The book contains the personal accounts of 249 Autogynephilic transsexuals.
Autogynephilia is “a male's propensity to be sexually aroused by the thought of himself as a female” and is present in up to 2.8% of the male population. Some of whom transition as a result of it.
Understanding this paraphilia is imperative for all of us talking about the ongoing erosion of women’s rights
I think reading this book means a lot of confusing things fall into place for women such as the constant evocations of being a “girl” that we see from men who identify as women (colloquially known as transwomen).
As well as the surprising desire to have a cervical smear or “gynaecological care” that we have seen come up on occasion.
The humiliation fantasy and the forced feminisation fantasy mentioned here by another contributor also keep recurring in these conversations and will be familiar to many women discussing this daily.
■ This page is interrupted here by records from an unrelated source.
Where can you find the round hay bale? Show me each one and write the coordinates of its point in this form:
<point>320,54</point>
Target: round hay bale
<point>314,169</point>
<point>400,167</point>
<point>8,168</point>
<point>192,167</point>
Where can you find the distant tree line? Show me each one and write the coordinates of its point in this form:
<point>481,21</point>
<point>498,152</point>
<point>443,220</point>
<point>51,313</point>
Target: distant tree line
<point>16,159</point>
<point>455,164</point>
The need for others to participate in the sexual fantasy, unknowingly, even in negative ways such as through jeering and shock makes this paraphilia one which is acted out in public.
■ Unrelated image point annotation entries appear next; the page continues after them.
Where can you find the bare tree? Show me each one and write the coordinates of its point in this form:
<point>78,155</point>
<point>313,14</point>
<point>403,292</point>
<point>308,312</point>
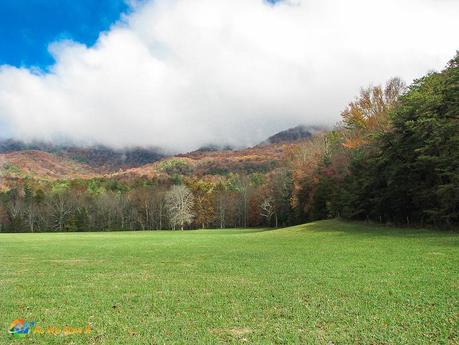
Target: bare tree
<point>267,209</point>
<point>61,206</point>
<point>179,201</point>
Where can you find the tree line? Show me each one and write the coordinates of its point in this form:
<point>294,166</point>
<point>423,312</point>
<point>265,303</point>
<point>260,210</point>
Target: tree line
<point>394,158</point>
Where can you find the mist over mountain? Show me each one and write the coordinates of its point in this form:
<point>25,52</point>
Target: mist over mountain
<point>100,157</point>
<point>293,134</point>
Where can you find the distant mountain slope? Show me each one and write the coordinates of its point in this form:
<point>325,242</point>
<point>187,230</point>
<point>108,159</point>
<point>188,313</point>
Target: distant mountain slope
<point>293,134</point>
<point>102,158</point>
<point>41,165</point>
<point>260,159</point>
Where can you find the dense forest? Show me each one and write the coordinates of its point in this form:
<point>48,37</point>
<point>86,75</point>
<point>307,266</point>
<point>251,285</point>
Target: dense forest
<point>393,159</point>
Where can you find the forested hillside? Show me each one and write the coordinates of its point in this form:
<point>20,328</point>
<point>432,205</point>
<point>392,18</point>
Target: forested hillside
<point>394,158</point>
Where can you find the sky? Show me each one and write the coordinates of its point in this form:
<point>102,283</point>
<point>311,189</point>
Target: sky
<point>180,74</point>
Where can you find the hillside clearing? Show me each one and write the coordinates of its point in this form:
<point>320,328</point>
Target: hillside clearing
<point>319,283</point>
A not uncommon theme is taking on a given role that women have been more traditionally confined to such as submissive housewife. Or even becoming some kind of brood mare who only exists to reproduce and gratify a man.
This makes sense of why a conflict between women and men who identify as women was inevitably bound to arise.
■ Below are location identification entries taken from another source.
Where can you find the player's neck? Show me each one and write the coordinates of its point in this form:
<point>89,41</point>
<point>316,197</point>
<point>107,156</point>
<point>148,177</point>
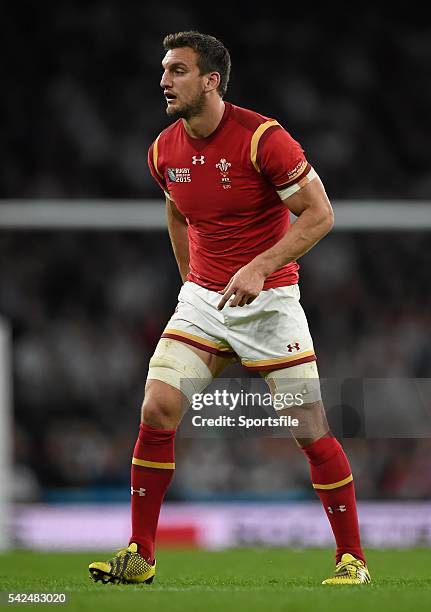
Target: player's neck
<point>201,126</point>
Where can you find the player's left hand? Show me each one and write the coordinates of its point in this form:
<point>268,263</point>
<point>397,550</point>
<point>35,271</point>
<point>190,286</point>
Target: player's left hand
<point>245,285</point>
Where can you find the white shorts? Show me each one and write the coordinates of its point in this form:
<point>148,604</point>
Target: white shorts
<point>269,334</point>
Not only will many women outright reject any rewriting of women which so reduces us, but we also do not want the new definition of woman to be based on sexist ideas instead of biology.
Our subjugation in society is sexually fulfilling to many men with autogynephilia. Including the subjugation of women in cultures that still have even further to go when it comes to equality between the sexes.
Even male violence against women becomes constantly sexualised by some AGPs.
Understanding that men who identify as women have a male sex drive and a male conception of women quickly explains the vast differences between us. Even, surely, to those who like to insist that “identifying as” is the same thing as being a woman.
Many women are afraid of male violence because of the serious risks to us it poses and because of our own experiences of it. We wish for of a world that has no more male violence in it, and for the vast freedoms that world would offer us. We could walk late at night, or through forests, and alleyways and deserted places with no more risk of sexual violence. Or of never coming home.
We could travel to any land, alone, if we had the money to do so and not have to give any thought to the idea we might be murdered or kidnapped or raped there. The inherent risk that comes with being female and moving through society would be gone.
Someone masturbating over that very oppression of us cannot hope to understand it. They do not, after all, even wish to prevent it as doing so would remove their ability to have such a fantasy.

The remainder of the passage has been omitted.